Your kidneys are amazing little organs that play an essential part in keeping you healthy. Kidneys remove toxins and excess water from your blood, control your blood pressure, and stimulate the production of red blood cells. The levels of many elements and small molecules, including sodium and potassium, are regulated by your kidneys and play a large role in your health. For example, the work your kidneys do to maintain proper salt and water levels in your blood helps control your blood pressure.

Keeping your kidneys healthy is very important. Everyone's kidney function declines as they age but a healthy lifestyle can slow this. Chronic Kidney Disease (CKD) is the more rapid and progressive loss in kidney function over a period of months or years. CKD often starts slowly and silently, making it difficult to identify symptoms early on. Maintaining proper kidney health is one of the best ways to prevent CKD.

To keep your kidneys healthy, follow the “8 Golden Rules” for kidney health:
  • Keep fit and active: Maintaining a fit and active lifestyle may reduce your blood pressure and maintain kidney health.
  • Keep regular control of your blood sugar level: About half of people who have diabetes develop kidney damage.
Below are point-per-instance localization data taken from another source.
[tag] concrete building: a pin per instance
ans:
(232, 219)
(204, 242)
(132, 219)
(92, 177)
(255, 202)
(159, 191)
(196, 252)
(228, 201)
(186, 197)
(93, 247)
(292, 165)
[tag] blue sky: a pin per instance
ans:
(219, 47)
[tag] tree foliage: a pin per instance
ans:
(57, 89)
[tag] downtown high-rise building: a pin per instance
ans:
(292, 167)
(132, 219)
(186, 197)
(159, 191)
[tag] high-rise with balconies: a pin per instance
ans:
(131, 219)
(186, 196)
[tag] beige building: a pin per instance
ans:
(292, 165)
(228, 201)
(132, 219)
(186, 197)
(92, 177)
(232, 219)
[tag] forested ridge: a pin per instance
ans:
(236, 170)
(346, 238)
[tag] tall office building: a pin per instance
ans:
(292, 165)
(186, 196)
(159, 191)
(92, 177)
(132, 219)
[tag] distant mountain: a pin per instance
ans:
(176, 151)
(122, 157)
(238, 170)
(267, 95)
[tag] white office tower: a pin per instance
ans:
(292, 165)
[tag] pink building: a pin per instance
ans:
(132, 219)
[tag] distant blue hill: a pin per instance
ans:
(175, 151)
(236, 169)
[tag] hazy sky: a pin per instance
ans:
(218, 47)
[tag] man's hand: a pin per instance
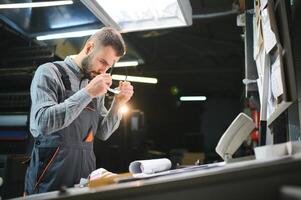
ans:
(126, 92)
(98, 86)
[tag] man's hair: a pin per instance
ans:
(109, 37)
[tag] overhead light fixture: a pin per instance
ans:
(127, 63)
(34, 4)
(135, 79)
(138, 15)
(124, 109)
(67, 34)
(193, 98)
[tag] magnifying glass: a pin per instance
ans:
(116, 90)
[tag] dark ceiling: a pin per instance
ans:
(206, 58)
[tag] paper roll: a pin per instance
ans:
(150, 166)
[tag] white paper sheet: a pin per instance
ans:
(269, 36)
(276, 78)
(150, 166)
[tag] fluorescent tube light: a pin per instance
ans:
(193, 98)
(138, 15)
(126, 63)
(135, 79)
(34, 4)
(67, 34)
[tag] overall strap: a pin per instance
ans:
(64, 76)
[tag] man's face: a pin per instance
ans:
(99, 61)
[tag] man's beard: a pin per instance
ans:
(86, 67)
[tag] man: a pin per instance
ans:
(68, 111)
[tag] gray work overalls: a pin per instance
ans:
(62, 158)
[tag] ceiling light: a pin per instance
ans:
(124, 109)
(138, 15)
(135, 79)
(34, 4)
(193, 98)
(126, 63)
(67, 34)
Diabetes is also the most common cause of the last stage of CKD, end-stage renal disease (ESRD). The good news is kidney damage from diabetes can be reduced or prevented if detected early. Closely monitoring your blood sugar with the help of a physician or pharmacist may decrease the likelihood you experience kidney damage.
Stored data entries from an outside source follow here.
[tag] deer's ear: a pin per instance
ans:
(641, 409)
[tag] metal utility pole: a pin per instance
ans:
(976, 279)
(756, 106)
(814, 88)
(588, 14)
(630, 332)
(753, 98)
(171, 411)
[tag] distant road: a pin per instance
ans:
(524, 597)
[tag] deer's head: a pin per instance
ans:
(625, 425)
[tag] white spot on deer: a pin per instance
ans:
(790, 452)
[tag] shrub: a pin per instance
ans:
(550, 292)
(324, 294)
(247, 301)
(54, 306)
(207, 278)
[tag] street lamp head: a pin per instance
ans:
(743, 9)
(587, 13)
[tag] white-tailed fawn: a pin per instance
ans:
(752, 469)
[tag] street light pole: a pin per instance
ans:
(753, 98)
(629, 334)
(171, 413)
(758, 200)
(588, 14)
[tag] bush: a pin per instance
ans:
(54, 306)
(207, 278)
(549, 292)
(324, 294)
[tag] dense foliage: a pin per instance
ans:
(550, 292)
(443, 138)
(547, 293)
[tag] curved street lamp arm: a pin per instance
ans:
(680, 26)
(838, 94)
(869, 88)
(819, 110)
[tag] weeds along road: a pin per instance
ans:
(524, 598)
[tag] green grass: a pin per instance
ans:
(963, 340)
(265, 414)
  • Monitor your blood pressure: Many are aware of the effects high blood pressure has on your risk of stroke or heart attack, but few are aware that high blood pressure is the most common cause of kidney damage. Strive to keep your blood pressure level at 120/80, the optimum blood pressure level for adults. If your blood pressure is above 140/90, discuss with a physician your risk of kidney damage. Be sure to discuss if you have other health conditions such as diabetes, high cholesterol, and cardiovascular diseases, as these conditions can increase your likelihood of kidney damage.
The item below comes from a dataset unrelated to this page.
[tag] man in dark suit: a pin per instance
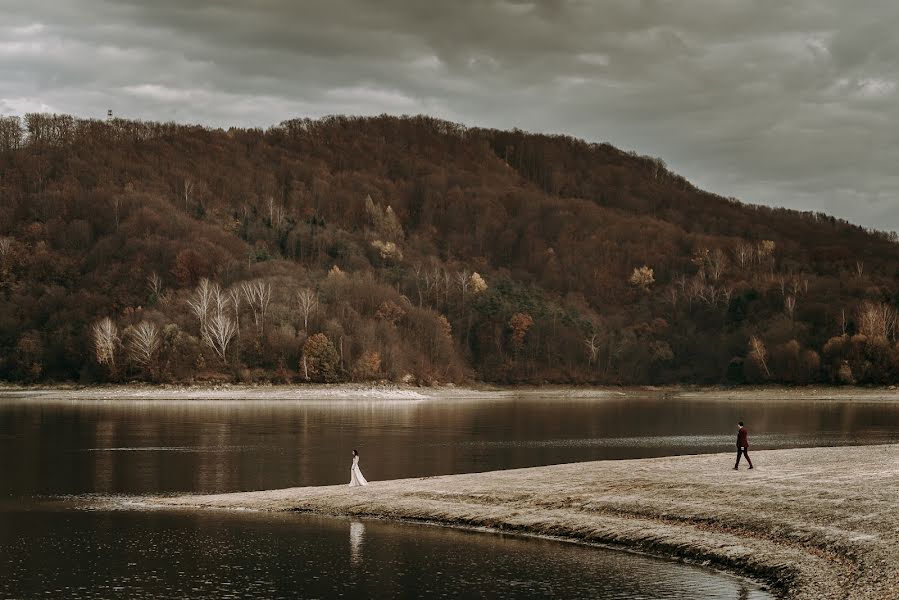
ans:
(742, 445)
  • Eat healthy and keep your weight in check: Eating healthy can help prevent many of the conditions that cause kidney damage, such as diabetes and heart disease. One key part of eating healthy is minimizing your salt intake. The daily recommended intake of sodium is 5-6 grams, or about a teaspoon. You can help reduce your sodium intake by avoiding processed and restaurant food. It is easier to control your nutrition intake, in general, by cooking fresh meals at home.
  • Maintain a healthy fluid intake: Consuming enough fluids helps the kidneys clear urea, sodium, and toxins from the body. While the amount of fluid intake required for an individual fluctuates depending on gender, climate, exercise, health conditions, and whether you are pregnant or nursing, traditional wisdom suggests drinking at least 1.5 to 2 liters of water per day.
  • Do not smoke: Smoking is linked to many negative health conditions, including increasing your risk of kidney cancer by about 50 percent. Smoking cigarettes also slows the flow of blood to the kidneys, impairing their ability to function properly. To improve your overall health, do not start smoking or stop if you already do smoke cigarettes.
  • Do not take over-the-counter pills on a regular basis: Common drugs such as ibuprofen and naproxen can cause kidney damage and disease if taken regularly for long periods of time. Such medications are not a significant threat if your kidneys are healthy and if you use them short-term, but if you are taking them long-term for chronic conditions, discuss this concern with your physician.
  • Get your kidney function checked if you have one or more of the “high risk” factors: Your physician can do one of four routine lab tests to check the functions of your kidneys. Discuss with your physician your risk factors and whether kidney function testing is right for you. Major risk factors include: hypertension, family history of kidney disease, obesity, diabetes, or if you are of African, Asian, or Aboriginal descent.